### Video Transcript

Use the shown graph of 𝑦 equals 𝑓
of 𝑥 to find 𝑎, 𝑏, and 𝑐 so that 𝑓 of 𝑥 equals 𝑎 times the absolute value of
𝑥 minus 𝑏 plus 𝑐.

By visual inspection, we can see
that 𝑓 of 𝑥 is some kind of transformed absolute value function. Sketching in 𝑔 of 𝑥, the standard
absolute value function, will help us to see what transformations have occurred. First of all, we can see that the
slope of the graph has changed. It has been stretched upwards or
squashed inwards, which amounts to the same thing.

Looking at the graphs, we can see
that the standard absolute value function has a slope of plus or minus one. This has changed to a slope of plus
or minus three for 𝑓 of 𝑥. Second, by looking at the vertices
of the graphs, we can see that 𝑓 has been shifted three units to the left. Finally, we can see that the graph
of 𝑓 of 𝑥 has shifted four units down.

The geometric transformation
changing the slope of the graph from one to three can be thought of as a vertical
dilation with a scale factor of three. Algebraically, this corresponds to
multiplying the absolute value function by three.

Notice that this transformation can
also be thought of as a horizontal dilation with a scale factor of one-third, that
is to say, squashing the graph horizontally rather than stretching it
vertically. Algebraically, this corresponds to
multiplying the variable 𝑥 by the reciprocal of one-third, that is, by three. Because the absolute value function
is a linear function passing through the origin, this amounts to the same
transformation.

The next transformation is a
translation in the 𝑥-direction by three units to the left.
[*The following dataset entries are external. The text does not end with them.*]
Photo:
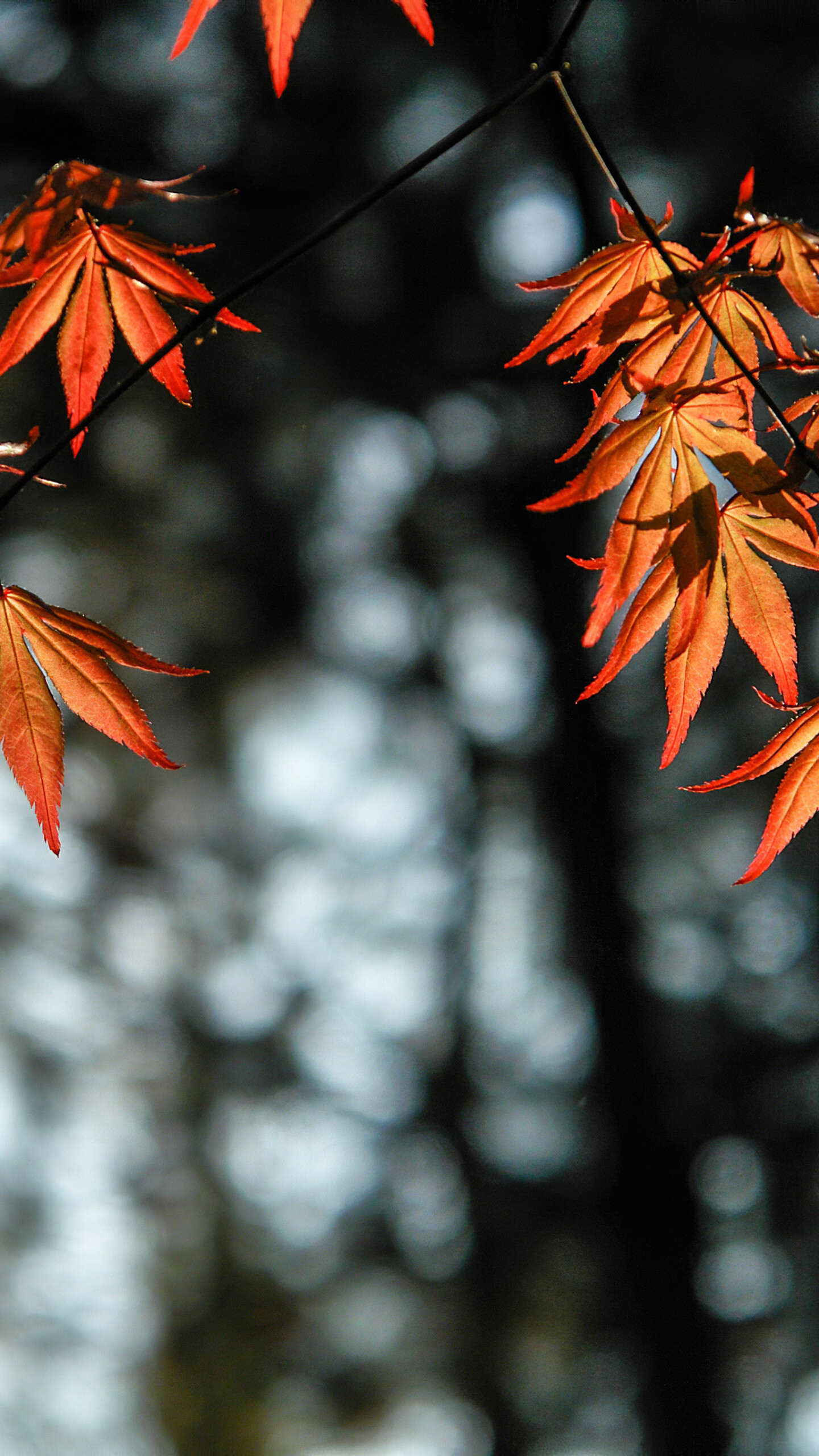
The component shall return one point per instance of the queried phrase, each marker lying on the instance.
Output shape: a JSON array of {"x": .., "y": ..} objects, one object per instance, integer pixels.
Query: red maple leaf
[
  {"x": 37, "y": 640},
  {"x": 797, "y": 797},
  {"x": 98, "y": 274},
  {"x": 781, "y": 245},
  {"x": 53, "y": 203},
  {"x": 282, "y": 22},
  {"x": 618, "y": 295},
  {"x": 714, "y": 570}
]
Algebraically, this corresponds to
adding three units to the variable 𝑥. The final transformation is a
vertical translation by four units down. Algebraically, this corresponds to
subtracting four from the whole function.

We have arrived at our transformed
function. 𝑓 of 𝑥 equals three times the
absolute value of 𝑥 plus three, or 𝑥 minus negative three, all minus four. Thus, 𝑎 equals three, 𝑏 equals
negative three, and 𝑐 equals negative four.